How do you reliably assess the cache behavior of your software? Thinking in terms of cache behavior is certainly very useful for making software that runs fast, but if you have no reliable to check what is actually happening, you're pretty much walking in the dark.
Most CPUs have performance counters that let you determine when performance impacting events occur (e.g. pipeline flushes, reduced dispatch width, cache misses, etc.). In their simplest form they are a simple count, but there is usually some way to trigger an interrupt every N events rather than simply incrementing a counter, so that you can store the offending program counter somewhere for later aggregation. This functionality isn't always exposed very well by the OS, though. If you're using Linux then perf and oprofile are the standard ways to access performance counters.
Alternatively you can execute your code in a simulator with a cache model. Of course, this model won't actually match your hardware (unless you're using a serious cycle-accurate simulator), but it might be more insightful than performance counters alone.
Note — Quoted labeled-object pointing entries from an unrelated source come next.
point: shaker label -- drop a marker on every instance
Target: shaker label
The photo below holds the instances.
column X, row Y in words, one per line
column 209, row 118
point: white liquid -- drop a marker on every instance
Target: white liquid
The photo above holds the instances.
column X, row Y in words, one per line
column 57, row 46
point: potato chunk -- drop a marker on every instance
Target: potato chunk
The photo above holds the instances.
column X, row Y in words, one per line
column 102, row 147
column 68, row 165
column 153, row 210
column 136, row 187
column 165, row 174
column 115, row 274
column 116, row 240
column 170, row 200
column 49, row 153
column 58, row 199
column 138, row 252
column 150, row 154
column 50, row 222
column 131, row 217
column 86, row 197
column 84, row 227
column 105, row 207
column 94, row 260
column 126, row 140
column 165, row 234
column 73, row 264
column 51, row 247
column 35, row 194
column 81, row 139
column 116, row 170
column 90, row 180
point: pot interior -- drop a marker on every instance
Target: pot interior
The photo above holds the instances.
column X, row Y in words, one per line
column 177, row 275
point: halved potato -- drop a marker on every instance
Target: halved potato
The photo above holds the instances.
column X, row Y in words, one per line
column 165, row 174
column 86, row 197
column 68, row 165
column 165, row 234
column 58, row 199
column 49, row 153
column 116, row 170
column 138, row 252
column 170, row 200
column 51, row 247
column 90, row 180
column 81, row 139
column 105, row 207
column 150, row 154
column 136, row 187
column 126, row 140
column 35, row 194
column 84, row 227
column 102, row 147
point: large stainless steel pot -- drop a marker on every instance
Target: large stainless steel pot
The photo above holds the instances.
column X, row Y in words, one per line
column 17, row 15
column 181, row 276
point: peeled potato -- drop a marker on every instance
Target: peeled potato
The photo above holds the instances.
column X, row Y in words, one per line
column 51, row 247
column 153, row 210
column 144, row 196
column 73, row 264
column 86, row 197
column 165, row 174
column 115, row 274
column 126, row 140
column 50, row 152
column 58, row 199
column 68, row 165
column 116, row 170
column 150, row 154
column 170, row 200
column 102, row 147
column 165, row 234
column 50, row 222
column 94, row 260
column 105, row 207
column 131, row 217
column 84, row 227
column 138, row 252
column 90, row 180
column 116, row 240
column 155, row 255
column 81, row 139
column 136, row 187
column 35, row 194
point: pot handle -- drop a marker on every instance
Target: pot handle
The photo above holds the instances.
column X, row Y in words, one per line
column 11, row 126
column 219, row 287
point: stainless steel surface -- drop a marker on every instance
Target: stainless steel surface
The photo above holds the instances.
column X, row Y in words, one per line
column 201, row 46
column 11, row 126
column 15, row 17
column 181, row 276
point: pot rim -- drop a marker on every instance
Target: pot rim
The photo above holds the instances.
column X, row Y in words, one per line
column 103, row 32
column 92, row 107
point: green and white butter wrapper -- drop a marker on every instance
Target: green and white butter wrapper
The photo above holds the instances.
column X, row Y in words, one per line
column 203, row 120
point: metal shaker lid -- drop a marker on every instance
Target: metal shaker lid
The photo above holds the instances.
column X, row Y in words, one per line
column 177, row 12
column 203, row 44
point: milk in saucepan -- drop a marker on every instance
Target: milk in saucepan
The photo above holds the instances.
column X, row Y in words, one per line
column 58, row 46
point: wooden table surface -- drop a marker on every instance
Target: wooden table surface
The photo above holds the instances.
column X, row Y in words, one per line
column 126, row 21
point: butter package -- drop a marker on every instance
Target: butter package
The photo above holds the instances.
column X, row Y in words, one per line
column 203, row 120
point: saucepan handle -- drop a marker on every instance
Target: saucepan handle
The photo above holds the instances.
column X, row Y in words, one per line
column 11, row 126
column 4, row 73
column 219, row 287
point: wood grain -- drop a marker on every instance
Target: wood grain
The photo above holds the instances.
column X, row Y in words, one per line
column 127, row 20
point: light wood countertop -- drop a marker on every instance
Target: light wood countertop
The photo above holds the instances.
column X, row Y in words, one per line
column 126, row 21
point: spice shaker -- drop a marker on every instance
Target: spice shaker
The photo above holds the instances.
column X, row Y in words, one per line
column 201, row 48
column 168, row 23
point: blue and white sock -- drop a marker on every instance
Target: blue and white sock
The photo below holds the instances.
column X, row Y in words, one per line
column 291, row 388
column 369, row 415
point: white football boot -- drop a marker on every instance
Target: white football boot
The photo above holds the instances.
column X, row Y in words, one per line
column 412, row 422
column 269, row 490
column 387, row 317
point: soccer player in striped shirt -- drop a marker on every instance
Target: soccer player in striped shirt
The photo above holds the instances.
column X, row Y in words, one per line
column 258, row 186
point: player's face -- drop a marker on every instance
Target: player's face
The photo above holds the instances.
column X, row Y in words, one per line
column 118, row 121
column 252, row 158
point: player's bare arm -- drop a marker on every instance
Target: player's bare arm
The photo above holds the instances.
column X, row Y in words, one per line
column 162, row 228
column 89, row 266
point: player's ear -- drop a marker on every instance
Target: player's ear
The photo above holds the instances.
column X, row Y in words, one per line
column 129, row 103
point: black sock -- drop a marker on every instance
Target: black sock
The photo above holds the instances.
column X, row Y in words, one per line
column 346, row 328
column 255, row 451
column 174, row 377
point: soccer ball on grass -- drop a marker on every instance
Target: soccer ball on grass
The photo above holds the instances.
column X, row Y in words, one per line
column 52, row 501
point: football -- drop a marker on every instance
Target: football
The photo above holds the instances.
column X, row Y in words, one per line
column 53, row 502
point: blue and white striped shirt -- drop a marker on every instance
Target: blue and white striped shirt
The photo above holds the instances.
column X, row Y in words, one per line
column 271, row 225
I don't know if any of the standard x86 emulators include a good cache model.
kcachegrind on linux is great for that. It shows you your code annotated with number of cache misses per line of code, it also can show you callgraph with aggregated running time, etc. Internaly it uses callgrind.
If you've got C/C++ (or Fortran!) code it's pretty straightforward - I work on a profiling tool that tracks things like CPU utilization and memory contention for HPC codes (http://www.allinea.com/products/map/). For single-machine programs you could just hack something together with the perf counters fairly easily.
A clustered signal processing application I previously worked on used custom middleware with perfmon2[1] built into it for collecting performance counter data across all MPI nodes the application was running on. The framework for multiple nodes is not all that difficult.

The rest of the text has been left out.